At a news conference in Bandung, the capital of the West Java province, national police commander Listyo Sigit stated that “the fingerprint test and the face recognition identified the offender as Agus Sujatno, or Abu Muslim.”
After completing his term for a prior bombing in Bandung, he was released in September 2021, according to Sigit.
The explosion on Wednesday happened at the Bandung Astana Anyar police station about 8:00 am.
West Java police chief Suntana, who like many Indonesians uses by one name, stated, “When our officers were completing the morning roll call, a man tried to enter the office forcibly and officers tried to stop him.”
He told reporters, “The offender insisted on getting closer to our cops while brandishing a knife, and then an explosion happened.
An explosion that was very loud, according to a witness who was close to the police station.

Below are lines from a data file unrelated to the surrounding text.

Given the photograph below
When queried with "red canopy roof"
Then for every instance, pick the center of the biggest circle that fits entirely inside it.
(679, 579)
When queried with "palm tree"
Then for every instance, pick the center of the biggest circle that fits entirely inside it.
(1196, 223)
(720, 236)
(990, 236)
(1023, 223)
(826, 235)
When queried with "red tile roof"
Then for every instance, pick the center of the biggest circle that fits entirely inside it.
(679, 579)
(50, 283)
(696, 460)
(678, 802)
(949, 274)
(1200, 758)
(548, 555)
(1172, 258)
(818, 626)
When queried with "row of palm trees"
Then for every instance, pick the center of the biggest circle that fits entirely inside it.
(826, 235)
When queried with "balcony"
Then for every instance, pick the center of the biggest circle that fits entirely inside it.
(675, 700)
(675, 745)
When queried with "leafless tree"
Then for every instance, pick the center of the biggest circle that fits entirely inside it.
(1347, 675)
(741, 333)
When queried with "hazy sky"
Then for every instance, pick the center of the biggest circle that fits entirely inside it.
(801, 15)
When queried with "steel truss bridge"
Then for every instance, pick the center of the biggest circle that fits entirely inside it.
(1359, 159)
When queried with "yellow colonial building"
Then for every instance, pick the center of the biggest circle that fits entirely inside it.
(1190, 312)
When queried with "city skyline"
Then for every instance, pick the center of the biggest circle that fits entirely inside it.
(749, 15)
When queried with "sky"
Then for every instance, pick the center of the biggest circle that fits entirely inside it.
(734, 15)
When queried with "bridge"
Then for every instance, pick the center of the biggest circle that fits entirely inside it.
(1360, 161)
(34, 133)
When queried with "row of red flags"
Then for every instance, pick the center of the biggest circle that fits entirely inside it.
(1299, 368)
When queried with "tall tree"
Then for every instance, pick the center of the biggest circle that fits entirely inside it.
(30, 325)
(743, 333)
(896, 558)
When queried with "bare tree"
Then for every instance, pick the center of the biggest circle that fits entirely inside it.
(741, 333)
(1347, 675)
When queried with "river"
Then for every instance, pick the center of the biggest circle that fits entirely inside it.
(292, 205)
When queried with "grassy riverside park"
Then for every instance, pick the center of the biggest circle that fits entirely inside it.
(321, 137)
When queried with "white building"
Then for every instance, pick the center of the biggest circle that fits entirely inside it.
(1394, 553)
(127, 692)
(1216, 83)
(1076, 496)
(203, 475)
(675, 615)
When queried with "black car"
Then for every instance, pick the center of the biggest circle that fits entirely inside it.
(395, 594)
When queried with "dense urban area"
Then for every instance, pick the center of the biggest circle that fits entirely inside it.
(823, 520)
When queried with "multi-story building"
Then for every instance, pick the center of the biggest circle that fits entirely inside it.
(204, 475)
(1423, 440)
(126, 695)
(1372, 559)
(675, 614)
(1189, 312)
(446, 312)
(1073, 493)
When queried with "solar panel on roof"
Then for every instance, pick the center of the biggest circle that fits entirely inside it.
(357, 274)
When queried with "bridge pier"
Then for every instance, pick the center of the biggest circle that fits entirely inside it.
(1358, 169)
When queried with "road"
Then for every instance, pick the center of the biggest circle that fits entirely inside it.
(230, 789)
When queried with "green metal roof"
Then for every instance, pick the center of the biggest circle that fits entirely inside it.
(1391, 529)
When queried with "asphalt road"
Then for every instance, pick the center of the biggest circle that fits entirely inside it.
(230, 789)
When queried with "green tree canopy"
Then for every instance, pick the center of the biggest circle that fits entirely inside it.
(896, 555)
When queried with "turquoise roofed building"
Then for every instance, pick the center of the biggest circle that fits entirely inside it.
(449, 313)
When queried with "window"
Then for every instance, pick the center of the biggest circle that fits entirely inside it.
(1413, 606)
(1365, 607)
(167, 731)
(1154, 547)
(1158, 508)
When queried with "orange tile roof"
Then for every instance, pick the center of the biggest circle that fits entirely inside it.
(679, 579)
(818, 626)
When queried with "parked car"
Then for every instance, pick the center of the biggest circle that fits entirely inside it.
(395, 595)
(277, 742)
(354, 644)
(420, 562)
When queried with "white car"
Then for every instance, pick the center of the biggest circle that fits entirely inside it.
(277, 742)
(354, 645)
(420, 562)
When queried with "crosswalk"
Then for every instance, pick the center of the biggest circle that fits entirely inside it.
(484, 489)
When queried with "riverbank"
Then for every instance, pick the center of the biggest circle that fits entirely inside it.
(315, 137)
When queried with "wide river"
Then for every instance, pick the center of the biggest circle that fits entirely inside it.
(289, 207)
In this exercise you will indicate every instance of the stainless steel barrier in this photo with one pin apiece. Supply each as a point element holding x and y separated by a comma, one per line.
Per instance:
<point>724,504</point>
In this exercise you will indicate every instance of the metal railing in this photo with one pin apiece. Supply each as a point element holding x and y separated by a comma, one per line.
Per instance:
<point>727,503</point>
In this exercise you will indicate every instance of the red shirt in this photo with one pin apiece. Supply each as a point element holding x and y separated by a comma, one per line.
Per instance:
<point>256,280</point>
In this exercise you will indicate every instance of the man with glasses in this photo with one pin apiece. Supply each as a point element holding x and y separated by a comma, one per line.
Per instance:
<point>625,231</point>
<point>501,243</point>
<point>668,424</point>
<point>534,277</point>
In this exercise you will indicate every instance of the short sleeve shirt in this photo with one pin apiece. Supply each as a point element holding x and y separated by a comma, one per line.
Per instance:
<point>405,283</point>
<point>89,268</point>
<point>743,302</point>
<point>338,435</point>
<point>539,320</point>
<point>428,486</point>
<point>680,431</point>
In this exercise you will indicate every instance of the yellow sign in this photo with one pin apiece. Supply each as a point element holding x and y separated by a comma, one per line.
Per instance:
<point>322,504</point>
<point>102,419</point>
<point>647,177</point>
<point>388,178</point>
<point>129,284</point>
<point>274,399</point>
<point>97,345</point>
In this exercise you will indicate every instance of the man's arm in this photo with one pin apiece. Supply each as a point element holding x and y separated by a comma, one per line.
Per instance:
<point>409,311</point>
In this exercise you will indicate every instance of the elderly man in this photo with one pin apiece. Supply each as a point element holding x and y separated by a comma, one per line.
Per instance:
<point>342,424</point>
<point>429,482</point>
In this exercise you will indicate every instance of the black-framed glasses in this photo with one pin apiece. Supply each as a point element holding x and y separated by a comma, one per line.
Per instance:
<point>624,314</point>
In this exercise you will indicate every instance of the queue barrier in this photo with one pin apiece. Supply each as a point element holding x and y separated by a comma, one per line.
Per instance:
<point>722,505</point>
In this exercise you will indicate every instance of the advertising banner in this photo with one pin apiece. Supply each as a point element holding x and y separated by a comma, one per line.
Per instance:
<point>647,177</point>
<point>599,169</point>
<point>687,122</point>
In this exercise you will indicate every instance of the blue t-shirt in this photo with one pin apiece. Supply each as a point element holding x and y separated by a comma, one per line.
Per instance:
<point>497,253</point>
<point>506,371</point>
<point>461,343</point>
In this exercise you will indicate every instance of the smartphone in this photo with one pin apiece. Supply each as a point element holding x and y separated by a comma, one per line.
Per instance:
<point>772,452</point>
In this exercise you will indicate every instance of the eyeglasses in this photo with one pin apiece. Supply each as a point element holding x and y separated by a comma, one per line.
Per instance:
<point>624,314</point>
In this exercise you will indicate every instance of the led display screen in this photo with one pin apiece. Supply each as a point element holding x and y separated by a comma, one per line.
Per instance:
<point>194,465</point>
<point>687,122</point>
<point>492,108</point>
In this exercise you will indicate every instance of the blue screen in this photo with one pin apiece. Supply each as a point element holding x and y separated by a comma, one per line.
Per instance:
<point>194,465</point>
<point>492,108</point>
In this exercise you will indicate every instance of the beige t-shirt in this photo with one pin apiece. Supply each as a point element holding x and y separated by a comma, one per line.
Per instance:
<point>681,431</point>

“It was extremely noisy, yet I heard a bang.
I peeked inside the police station and noticed billowing thick smoke “Didin Khaerudin, the owner of an adjacent kiosk, told AFP that following the explosion, police ordered all businesses to close.
Later, a second device was discovered nearby, and the police bomb squad safely detonated it, according to Suntana.
One of the injured, who, according to him, were largely struck by broken glass and debris, was a bystander.
The blue motorbike the attacker was riding had paper notes attached to it, according to the police.
The communications exhorted people to launch a battle against law enforcement and attacked the Indonesian criminal code as being the work of “infidels,” according to the police.
A stack of documents that rejected a recently passed criminal code amendment was also discovered by police at the location.
In Indonesia, which formally recognizes five other religions in addition to Islam, some Islamist extremists have demanded the adoption of sharia law.
Other assaults carried out by JAD members include a string of suicide bombings in May 2018 against a police station and a number of churches in Surabaya, Indonesia’s second-largest city.
Twelve individuals died in such attacks, which were carried out by families with children.
The largest Muslim-majority country in the world, Indonesia, has long battled Islamist militancy.
Al-Qaeda-linked attackers detonated bombs at a bar and nightclub on Bali, an Indonesian tourist island, in what was Southeast Asia’s worst militant attack. More than 200 people were killed.